Alias gguf tensors instead of copy (#167)

rsuderman · web-flow · commit e051c37ee913 · 2024-09-05T12:47:19.000-07:00
Using `torch.as_tensor` we can alias the tensor rather than copy during
gguf file loading. This avoids duplicating the entire tensor contents
when tracing torch programs which substrantially decreases memory usage
on large models.

e.g. LLaMa 70b decreased memory allocation from 60+GB to 2 GB for
tensors.
diff --git a/sharktank/sharktank/types/gguf_interop/base.py b/sharktank/sharktank/types/gguf_interop/base.py
@@ -80,9 +80,10 @@ def _externalize_tensor(
     # Important: The annotation tag must be set on the actual leaf tensor
     # which is stored in the root theta.
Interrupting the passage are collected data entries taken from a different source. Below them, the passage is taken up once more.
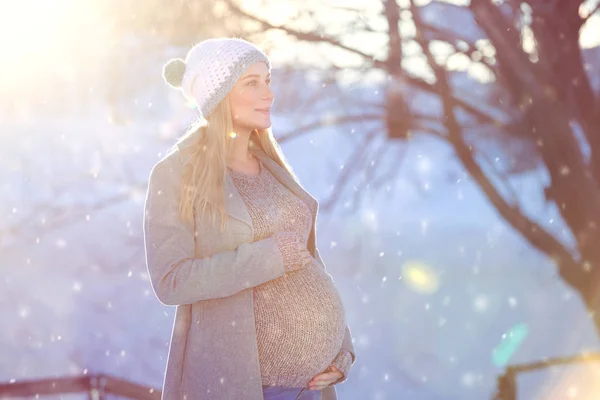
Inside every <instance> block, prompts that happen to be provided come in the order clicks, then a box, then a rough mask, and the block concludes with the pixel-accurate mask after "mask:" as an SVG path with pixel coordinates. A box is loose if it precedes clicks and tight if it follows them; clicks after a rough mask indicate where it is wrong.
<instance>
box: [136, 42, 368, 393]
mask: <svg viewBox="0 0 600 400" xmlns="http://www.w3.org/2000/svg"><path fill="white" fill-rule="evenodd" d="M163 74H164V78H165V80H166V81H167V82H168V83H169V84H170V85H171V86H173V87H175V88H178V89H179V90H181V92H182V93H183V95H184V96H185V98H186V99H187V100H188V101H191V102H193V103H194V104H195V105H196V106H197V108H198V111H199V112H200V117H201V118H199V119H198V121H197V122H196V123H195V124H193V125H192V126H191V127H190V129H189V130H188V131H187V132H186V133H185V134H184V135H183V136H182V137H181V138H180V139H179V140H178V142H177V143H176V144H175V145H174V146H173V148H172V149H170V150H169V151H168V152H167V154H166V155H165V156H164V157H163V158H162V159H160V160H159V161H158V162H157V163H156V164H155V165H154V167H153V168H152V171H151V172H150V178H149V184H148V192H147V197H146V203H145V215H144V243H145V249H146V263H147V267H148V272H149V275H150V279H151V283H152V288H153V290H154V293H155V295H156V296H157V298H158V299H159V301H160V302H161V303H163V304H165V305H172V306H176V307H177V308H176V315H175V322H174V325H173V329H172V334H171V342H170V347H169V354H168V360H167V366H166V367H167V368H166V374H165V380H164V383H163V392H162V398H163V399H168V400H175V399H176V400H181V399H187V400H204V399H214V400H229V399H232V400H233V399H235V400H237V399H248V400H296V399H298V400H308V399H322V400H335V399H337V394H336V391H335V388H334V385H336V384H339V383H341V382H344V381H345V380H346V377H347V375H348V371H349V369H350V367H351V366H352V364H354V362H355V360H356V355H355V352H354V347H353V345H352V336H351V334H350V329H349V328H348V326H347V324H346V319H345V311H344V307H343V304H342V301H341V298H340V296H339V293H338V291H337V289H336V288H335V285H334V282H333V280H332V278H331V276H330V275H329V274H328V273H327V272H326V268H325V265H324V263H323V260H322V259H321V257H320V256H319V251H318V249H317V247H316V242H317V239H316V221H317V212H318V202H317V201H316V200H315V199H314V198H313V197H312V196H311V195H310V194H309V193H308V192H306V191H305V190H304V188H303V187H302V186H301V185H300V184H299V182H298V179H297V177H296V176H295V175H294V173H293V172H292V169H291V167H290V166H289V164H288V163H287V161H286V160H285V157H284V155H283V153H282V151H281V148H280V146H279V145H278V143H277V142H276V140H275V138H274V136H273V134H272V131H271V128H270V126H271V116H270V111H271V107H272V104H273V99H274V97H273V93H272V91H271V88H270V82H271V76H270V75H271V64H270V61H269V59H268V58H267V56H266V55H265V54H264V53H263V52H262V51H261V50H260V49H258V48H257V47H256V46H255V45H253V44H251V43H249V42H247V41H245V40H243V39H237V38H216V39H207V40H204V41H202V42H200V43H198V44H196V45H195V46H193V47H192V48H191V49H190V50H189V51H188V54H187V56H186V59H185V60H183V59H175V60H171V61H169V62H168V63H167V64H166V65H165V67H164V70H163Z"/></svg>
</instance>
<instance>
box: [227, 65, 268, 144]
mask: <svg viewBox="0 0 600 400" xmlns="http://www.w3.org/2000/svg"><path fill="white" fill-rule="evenodd" d="M270 84H271V74H270V73H269V69H268V68H267V65H266V64H265V63H264V62H262V61H261V62H257V63H255V64H252V65H251V66H250V67H248V69H247V70H246V71H245V72H244V74H243V75H242V77H241V78H240V79H238V81H237V83H236V84H235V86H234V87H233V89H232V90H231V92H229V101H230V104H231V113H232V118H233V129H234V131H235V132H236V133H237V134H248V135H249V134H250V132H252V130H253V129H266V128H268V127H270V126H271V105H272V104H273V92H271V88H270V87H269V86H270Z"/></svg>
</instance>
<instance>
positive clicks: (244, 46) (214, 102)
mask: <svg viewBox="0 0 600 400" xmlns="http://www.w3.org/2000/svg"><path fill="white" fill-rule="evenodd" d="M255 62H264V63H265V64H266V65H267V68H268V69H269V71H270V70H271V62H270V61H269V58H268V57H267V55H266V54H265V53H263V51H262V50H260V49H259V48H258V47H256V46H255V45H254V44H252V43H250V42H248V41H247V40H244V39H241V38H212V39H206V40H204V41H202V42H200V43H197V44H195V45H194V46H193V47H192V48H191V49H190V50H189V51H188V52H187V55H186V57H185V60H183V59H181V58H176V59H171V60H169V62H167V63H166V64H165V66H164V68H163V77H164V79H165V81H166V82H167V83H168V84H169V85H170V86H171V87H174V88H176V89H179V90H181V93H182V94H183V96H184V97H185V98H186V99H187V100H188V101H190V102H192V103H194V105H195V107H197V108H198V109H199V111H200V112H201V114H202V117H204V118H206V117H207V116H209V115H210V114H211V113H212V111H213V110H214V109H215V107H216V106H217V104H218V103H219V102H220V101H222V100H223V99H224V98H225V97H226V96H227V93H229V92H230V91H231V89H233V87H234V86H235V83H236V82H237V80H238V79H239V78H240V77H241V76H242V75H243V73H244V71H246V69H247V68H248V67H249V66H250V65H252V64H253V63H255Z"/></svg>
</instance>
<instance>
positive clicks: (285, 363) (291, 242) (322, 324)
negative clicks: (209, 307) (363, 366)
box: [228, 161, 352, 387]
This means that any shaping or
     # data type massaging has to happen *before* annotating.
-    data_tensor = torch.tensor(data)
     if logical_shape is not None:
-        data_tensor = data_tensor.reshape(logical_shape)
+        data_tensor = torch.as_tensor(data.reshape(logical_shape))
+    else:
+        data_tensor = torch.as_tensor(data)
     ExternalTensorTrait(external_name=name, external_scope="").set(data_tensor)
     return data_tensor